4 thoughts on “Reading eBooks with an iPhone / iPod Touch – Update

  1. I use FilesLite which seems pretty responsive and it’s free. Uploading is via wi-fi and you can have a public share folder

  2. Jonathan Van Matre says:

    You’ve misunderstood how Aji Reader works. It does not require that you download from an “Aji Server”. You can sync books to your iPhone over WiFi using their free companion software Aji Reader Service (available for both Mac and PC). It’s also designed for large PDFs, just as GoodReader is.

    They also have a paid app called Aji Annotate which adds extensive markup and annotation features.
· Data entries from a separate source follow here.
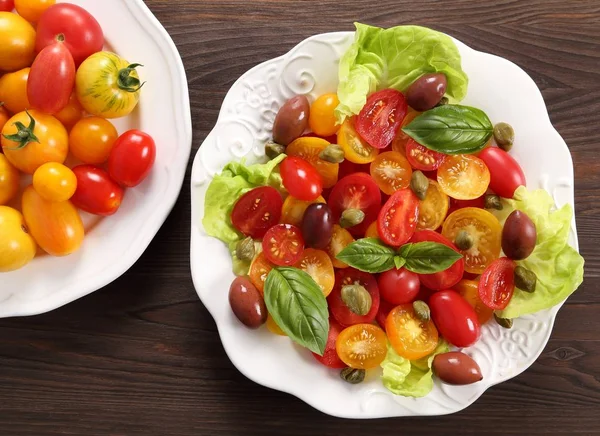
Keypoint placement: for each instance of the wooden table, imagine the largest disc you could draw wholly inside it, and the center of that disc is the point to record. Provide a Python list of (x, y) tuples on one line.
[(149, 361)]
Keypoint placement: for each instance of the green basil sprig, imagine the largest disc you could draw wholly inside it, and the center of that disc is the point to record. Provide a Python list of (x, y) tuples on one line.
[(298, 307), (451, 129), (371, 255)]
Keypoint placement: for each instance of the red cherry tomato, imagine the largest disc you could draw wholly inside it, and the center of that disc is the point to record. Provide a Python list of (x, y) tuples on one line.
[(257, 211), (356, 191), (351, 276), (301, 179), (506, 175), (96, 192), (132, 158), (422, 158), (399, 286), (72, 24), (443, 279), (497, 284), (51, 79), (455, 318), (330, 357), (380, 118), (283, 244), (398, 217)]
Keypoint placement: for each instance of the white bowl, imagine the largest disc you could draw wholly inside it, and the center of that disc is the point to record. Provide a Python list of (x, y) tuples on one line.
[(112, 245), (497, 86)]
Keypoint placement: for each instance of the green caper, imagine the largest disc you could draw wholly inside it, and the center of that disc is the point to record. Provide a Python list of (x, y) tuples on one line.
[(351, 217), (419, 184), (464, 241), (273, 149), (493, 202), (525, 279), (504, 136), (422, 310), (357, 299), (244, 250), (503, 322), (332, 153), (352, 375)]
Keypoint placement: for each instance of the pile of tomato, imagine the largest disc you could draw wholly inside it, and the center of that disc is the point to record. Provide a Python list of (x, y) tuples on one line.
[(58, 91), (369, 193)]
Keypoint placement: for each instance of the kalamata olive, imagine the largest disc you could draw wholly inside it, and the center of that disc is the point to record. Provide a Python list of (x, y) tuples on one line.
[(291, 120), (317, 226), (456, 368), (247, 303), (427, 91), (518, 236)]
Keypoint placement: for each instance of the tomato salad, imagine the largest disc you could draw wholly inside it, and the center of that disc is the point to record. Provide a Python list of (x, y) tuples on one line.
[(58, 92), (382, 234)]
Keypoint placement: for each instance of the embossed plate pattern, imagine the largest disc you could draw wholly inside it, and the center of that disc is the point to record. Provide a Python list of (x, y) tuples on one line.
[(497, 86)]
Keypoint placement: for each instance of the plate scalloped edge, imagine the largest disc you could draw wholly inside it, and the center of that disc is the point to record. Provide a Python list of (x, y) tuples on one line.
[(245, 123)]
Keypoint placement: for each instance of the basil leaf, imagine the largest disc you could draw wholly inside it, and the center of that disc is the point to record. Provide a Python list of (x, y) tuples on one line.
[(451, 129), (298, 307), (369, 255), (428, 257)]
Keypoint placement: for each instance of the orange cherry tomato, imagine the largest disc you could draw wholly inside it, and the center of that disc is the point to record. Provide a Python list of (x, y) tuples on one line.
[(486, 231), (433, 209), (362, 346), (463, 177), (340, 239), (469, 290), (308, 148), (322, 119), (91, 140), (391, 171), (411, 337), (317, 264)]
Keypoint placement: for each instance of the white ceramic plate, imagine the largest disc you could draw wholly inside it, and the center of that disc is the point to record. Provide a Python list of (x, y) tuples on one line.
[(112, 245), (497, 86)]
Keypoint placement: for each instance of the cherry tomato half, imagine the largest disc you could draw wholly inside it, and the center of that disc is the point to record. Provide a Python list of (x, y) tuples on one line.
[(497, 284), (301, 179), (283, 244), (339, 310), (455, 318), (443, 279), (380, 118), (398, 218), (356, 191), (257, 211), (506, 175)]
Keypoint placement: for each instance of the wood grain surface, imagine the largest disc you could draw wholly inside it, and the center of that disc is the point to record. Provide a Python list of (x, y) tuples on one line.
[(143, 357)]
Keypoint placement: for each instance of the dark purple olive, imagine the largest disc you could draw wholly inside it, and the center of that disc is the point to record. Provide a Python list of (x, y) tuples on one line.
[(456, 368), (426, 92), (291, 120), (518, 236), (317, 226), (247, 303)]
    I’ve used both and would rate them both as highly as GoodReader – Aji Reader for being the best free reader I’ve found, and Aji Annotate for being the fullest implementation of annotation and markup on the iPhone. However, GoodReader also has its own particular strengths. The PDF Reflow feature is especially nice when reading books that aren’t highly layout-sensitive.

    Even though I love Stanza as an ebook reader (works a charm with every ebook format other than PDF), I use GoodReader’s PDF Reflow to read novels in PDF format because Stanza’s handling of PDFs is nowhere near as good.

  3. The best pdf reader is one that says you “forget that deprecated useless format” and exits. Pdf is not for mobile devices because it has fixed page dimensions. Even if you make pdf file suitable for iphone you should make two variants: horizontal and vertical.
    That pretty text reflow you mentioned is very CPU consuming task, which means shorter battery life. The right way to deal with pdf is to convert them on a computer to epub before uploading to a device. There are software and online converters, http://2epub.com for example. For bulk conversion use Calibre.

  4. Just remember that the EPUB format won’t include images if your PDF contains them.